Bibbs gave him a queer look. There was something like reproach in it, for once; but there was more than that⁠—he seemed to be startled by his father’s last word.

XXV

There was sleet that evening, with a whopping wind, but neither this storm nor that other which so imminently threatened him held place in the consciousness of Bibbs Sheridan when he came once more to the presence of Mary. All was right in his world as he sat with her, reading Maurice Maeterlinck’s Alladine and Palomides. The sorrowful light of the gas-jet might have been May morning sunshine flashing amber and rose through the glowing windows of the Sainte-Chapelle, it was so bright for Bibbs. And while the zinc-eater held out to bring him such golden nights as these, all the king’s horses and all the king’s men might not serve to break the spell.

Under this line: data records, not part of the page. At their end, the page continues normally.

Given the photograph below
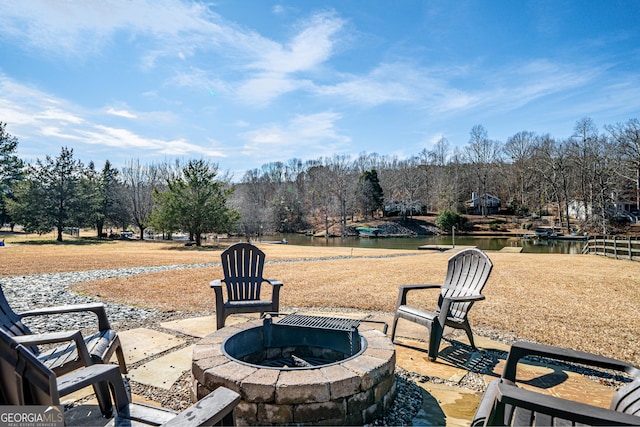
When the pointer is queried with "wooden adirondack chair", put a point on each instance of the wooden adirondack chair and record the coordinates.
(27, 381)
(505, 404)
(64, 358)
(467, 273)
(242, 265)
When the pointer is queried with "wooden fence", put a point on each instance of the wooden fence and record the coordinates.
(627, 247)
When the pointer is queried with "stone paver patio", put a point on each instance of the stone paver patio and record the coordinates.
(445, 403)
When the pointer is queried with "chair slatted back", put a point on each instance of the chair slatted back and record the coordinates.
(10, 393)
(25, 380)
(627, 399)
(467, 273)
(242, 265)
(11, 323)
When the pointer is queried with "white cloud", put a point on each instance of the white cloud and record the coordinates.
(121, 113)
(312, 46)
(314, 135)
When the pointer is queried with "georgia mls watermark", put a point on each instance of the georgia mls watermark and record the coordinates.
(31, 416)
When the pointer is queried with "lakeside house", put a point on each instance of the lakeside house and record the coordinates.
(474, 206)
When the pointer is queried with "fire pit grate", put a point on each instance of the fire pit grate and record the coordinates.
(333, 323)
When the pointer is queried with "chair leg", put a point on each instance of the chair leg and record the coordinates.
(467, 328)
(121, 360)
(435, 337)
(393, 327)
(103, 397)
(220, 318)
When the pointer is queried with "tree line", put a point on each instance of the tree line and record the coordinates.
(588, 180)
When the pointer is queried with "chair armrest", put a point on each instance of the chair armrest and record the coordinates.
(467, 298)
(521, 349)
(274, 282)
(579, 413)
(403, 290)
(57, 337)
(97, 308)
(213, 408)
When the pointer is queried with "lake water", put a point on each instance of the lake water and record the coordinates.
(485, 243)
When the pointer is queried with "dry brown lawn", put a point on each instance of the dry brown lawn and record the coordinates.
(579, 301)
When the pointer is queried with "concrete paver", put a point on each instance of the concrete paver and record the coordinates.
(198, 327)
(164, 371)
(140, 343)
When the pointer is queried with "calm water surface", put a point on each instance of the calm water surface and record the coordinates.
(484, 243)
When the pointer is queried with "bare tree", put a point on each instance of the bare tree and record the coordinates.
(627, 137)
(140, 181)
(321, 202)
(340, 185)
(520, 149)
(584, 144)
(556, 172)
(483, 154)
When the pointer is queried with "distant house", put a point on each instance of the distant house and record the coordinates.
(474, 206)
(401, 207)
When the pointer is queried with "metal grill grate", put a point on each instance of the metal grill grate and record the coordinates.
(333, 323)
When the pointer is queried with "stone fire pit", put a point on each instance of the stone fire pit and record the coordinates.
(320, 384)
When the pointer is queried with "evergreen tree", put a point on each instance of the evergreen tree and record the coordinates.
(52, 196)
(194, 202)
(371, 195)
(11, 171)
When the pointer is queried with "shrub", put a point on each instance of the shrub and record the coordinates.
(447, 219)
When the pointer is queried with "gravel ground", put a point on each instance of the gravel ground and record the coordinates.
(34, 291)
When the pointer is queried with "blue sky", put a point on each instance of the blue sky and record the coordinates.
(242, 83)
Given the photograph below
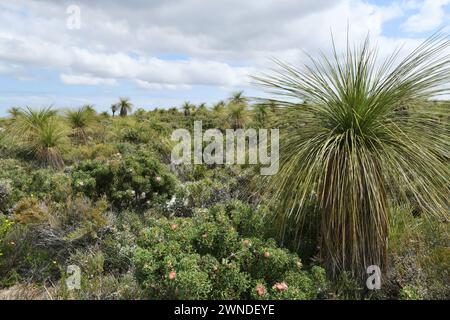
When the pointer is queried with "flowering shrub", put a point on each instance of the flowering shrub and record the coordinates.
(209, 256)
(129, 181)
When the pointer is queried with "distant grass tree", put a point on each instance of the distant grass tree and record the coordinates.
(42, 133)
(125, 106)
(237, 111)
(367, 139)
(114, 108)
(80, 120)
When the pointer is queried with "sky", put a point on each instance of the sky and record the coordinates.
(160, 53)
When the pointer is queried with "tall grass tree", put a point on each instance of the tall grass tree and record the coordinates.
(42, 133)
(366, 140)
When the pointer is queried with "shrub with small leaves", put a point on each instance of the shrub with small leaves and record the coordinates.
(205, 257)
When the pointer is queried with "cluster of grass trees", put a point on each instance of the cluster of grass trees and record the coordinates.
(363, 181)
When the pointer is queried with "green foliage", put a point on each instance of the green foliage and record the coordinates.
(206, 257)
(42, 134)
(128, 181)
(358, 134)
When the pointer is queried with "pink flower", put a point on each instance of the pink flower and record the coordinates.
(260, 290)
(280, 286)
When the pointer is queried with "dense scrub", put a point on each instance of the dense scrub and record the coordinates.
(140, 228)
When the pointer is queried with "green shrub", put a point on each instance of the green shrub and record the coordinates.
(131, 181)
(205, 257)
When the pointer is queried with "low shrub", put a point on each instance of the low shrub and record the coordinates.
(205, 257)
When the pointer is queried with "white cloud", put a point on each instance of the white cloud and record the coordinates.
(430, 16)
(159, 45)
(85, 79)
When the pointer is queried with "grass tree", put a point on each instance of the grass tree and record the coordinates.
(114, 108)
(367, 139)
(237, 116)
(261, 113)
(219, 108)
(42, 133)
(238, 98)
(187, 108)
(125, 106)
(237, 111)
(80, 121)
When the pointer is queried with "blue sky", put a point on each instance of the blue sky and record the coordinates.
(161, 53)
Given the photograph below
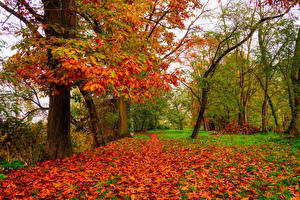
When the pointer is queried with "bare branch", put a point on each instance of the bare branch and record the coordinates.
(22, 18)
(157, 22)
(192, 91)
(32, 111)
(38, 17)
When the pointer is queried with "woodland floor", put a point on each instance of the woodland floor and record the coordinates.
(139, 168)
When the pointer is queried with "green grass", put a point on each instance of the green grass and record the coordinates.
(226, 140)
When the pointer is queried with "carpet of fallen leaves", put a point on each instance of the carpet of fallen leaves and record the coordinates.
(134, 168)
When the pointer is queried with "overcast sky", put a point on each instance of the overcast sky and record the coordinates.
(11, 40)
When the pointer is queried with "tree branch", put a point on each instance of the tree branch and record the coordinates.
(38, 17)
(21, 17)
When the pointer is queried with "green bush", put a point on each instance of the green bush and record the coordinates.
(22, 141)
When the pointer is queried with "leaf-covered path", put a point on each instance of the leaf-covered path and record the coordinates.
(134, 168)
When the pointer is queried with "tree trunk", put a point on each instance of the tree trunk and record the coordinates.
(155, 122)
(295, 76)
(58, 13)
(201, 113)
(94, 118)
(263, 51)
(123, 120)
(58, 131)
(264, 113)
(205, 126)
(180, 124)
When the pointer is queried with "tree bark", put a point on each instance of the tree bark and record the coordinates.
(123, 120)
(58, 131)
(295, 76)
(94, 119)
(263, 61)
(201, 112)
(264, 113)
(59, 14)
(155, 122)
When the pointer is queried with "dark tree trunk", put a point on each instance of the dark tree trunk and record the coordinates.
(58, 13)
(263, 51)
(205, 127)
(58, 138)
(201, 112)
(123, 118)
(155, 122)
(294, 128)
(264, 113)
(180, 124)
(94, 121)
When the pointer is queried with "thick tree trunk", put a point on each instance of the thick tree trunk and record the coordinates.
(58, 13)
(274, 115)
(264, 114)
(201, 112)
(295, 76)
(155, 122)
(263, 51)
(95, 126)
(58, 138)
(123, 118)
(180, 124)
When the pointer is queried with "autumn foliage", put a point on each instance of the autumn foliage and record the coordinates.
(153, 169)
(233, 128)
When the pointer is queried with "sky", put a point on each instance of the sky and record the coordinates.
(11, 40)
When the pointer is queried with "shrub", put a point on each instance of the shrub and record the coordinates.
(22, 141)
(235, 129)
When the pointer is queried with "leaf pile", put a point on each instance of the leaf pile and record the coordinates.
(234, 129)
(152, 169)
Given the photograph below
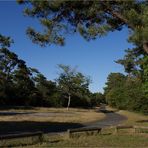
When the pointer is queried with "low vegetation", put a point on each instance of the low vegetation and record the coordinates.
(52, 115)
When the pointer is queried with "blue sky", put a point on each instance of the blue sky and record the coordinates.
(94, 58)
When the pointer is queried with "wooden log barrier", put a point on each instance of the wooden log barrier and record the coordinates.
(21, 135)
(12, 140)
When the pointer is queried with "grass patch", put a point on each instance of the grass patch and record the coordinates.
(58, 115)
(99, 141)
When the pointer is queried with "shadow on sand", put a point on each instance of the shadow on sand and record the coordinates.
(142, 121)
(11, 127)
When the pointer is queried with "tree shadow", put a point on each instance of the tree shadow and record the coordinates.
(15, 127)
(14, 113)
(4, 107)
(142, 121)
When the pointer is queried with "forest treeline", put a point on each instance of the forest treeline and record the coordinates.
(129, 91)
(21, 85)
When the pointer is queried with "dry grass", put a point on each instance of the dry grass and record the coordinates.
(58, 115)
(119, 141)
(132, 117)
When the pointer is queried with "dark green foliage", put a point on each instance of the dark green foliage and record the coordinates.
(25, 86)
(89, 18)
(73, 86)
(125, 92)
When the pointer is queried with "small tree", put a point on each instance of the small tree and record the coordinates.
(71, 82)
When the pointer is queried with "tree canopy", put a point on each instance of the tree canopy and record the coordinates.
(90, 18)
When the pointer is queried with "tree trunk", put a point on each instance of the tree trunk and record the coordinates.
(145, 47)
(69, 99)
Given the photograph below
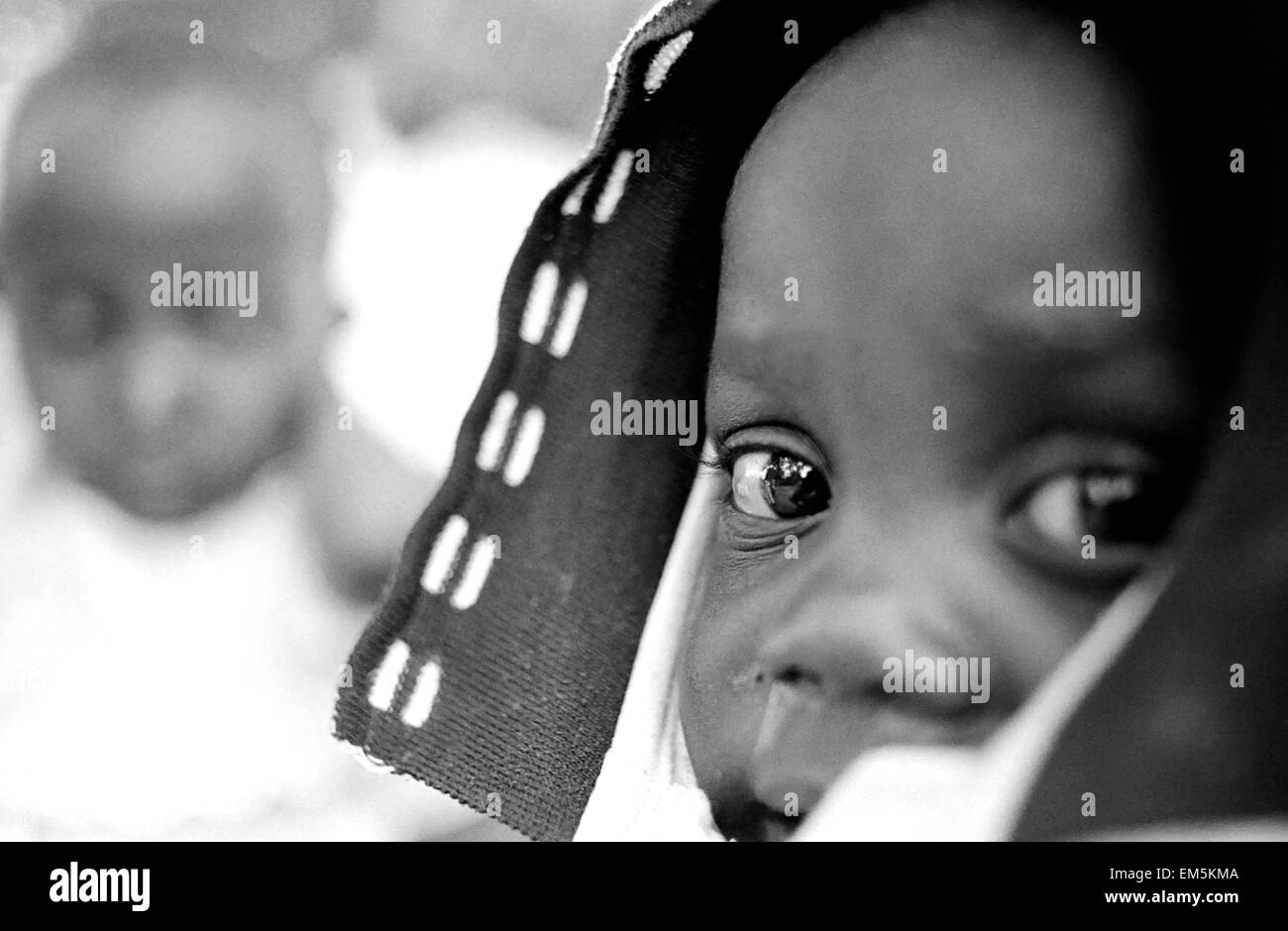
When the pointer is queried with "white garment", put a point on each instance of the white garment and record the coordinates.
(176, 681)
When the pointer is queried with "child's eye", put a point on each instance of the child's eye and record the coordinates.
(76, 322)
(1122, 509)
(771, 483)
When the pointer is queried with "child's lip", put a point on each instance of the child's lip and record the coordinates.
(806, 741)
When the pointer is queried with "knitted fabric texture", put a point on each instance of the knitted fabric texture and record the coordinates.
(498, 680)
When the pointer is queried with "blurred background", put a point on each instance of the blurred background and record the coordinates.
(197, 507)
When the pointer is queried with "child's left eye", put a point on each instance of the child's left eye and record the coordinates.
(771, 483)
(1125, 509)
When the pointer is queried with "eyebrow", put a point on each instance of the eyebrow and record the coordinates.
(769, 391)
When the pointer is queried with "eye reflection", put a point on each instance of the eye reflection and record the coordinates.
(776, 484)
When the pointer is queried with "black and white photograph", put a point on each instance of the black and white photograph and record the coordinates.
(629, 421)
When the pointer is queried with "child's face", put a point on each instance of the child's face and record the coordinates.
(915, 291)
(165, 408)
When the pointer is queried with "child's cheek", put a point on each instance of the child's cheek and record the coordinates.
(720, 700)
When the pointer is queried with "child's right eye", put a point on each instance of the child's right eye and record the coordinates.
(776, 484)
(76, 322)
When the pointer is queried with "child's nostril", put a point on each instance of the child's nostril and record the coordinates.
(797, 674)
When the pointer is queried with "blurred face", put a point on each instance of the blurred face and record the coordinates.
(165, 408)
(853, 531)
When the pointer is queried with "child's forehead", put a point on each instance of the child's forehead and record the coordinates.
(921, 176)
(187, 162)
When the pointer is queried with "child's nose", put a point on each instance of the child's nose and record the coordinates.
(837, 644)
(153, 381)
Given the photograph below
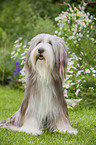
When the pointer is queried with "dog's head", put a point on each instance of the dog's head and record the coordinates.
(47, 52)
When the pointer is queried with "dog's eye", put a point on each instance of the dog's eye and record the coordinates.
(50, 43)
(38, 43)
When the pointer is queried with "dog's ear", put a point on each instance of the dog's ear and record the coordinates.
(63, 58)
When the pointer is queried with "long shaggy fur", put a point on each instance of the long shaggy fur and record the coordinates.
(44, 105)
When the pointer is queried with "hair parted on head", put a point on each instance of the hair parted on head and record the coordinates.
(59, 50)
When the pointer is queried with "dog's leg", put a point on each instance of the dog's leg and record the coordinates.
(64, 125)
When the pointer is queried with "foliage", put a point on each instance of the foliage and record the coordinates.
(78, 31)
(82, 118)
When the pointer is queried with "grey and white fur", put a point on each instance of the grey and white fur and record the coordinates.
(44, 105)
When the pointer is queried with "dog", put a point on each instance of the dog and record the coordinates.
(43, 105)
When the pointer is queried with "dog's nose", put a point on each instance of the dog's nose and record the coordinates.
(40, 50)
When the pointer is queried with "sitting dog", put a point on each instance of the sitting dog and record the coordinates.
(44, 105)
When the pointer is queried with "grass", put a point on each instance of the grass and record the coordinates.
(82, 118)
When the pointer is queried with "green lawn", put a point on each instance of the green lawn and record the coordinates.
(82, 118)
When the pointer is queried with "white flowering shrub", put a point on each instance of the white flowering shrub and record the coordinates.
(19, 54)
(78, 30)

Bibbs read slowly, but in a reasonable manner, as if he were talking; and Mary, looking at him steadily from beneath her curved fingers, appeared to discover no fault. It had grown to be her habit to look at him whenever there was an opportunity. It may be said, in truth, that while they were together, and it was light, she looked at him all the time.

When he came to the end of Alladine and Palomides they were silent a little while, considering together; then he turned back the pages and said: “There’s something I want to read over. This:”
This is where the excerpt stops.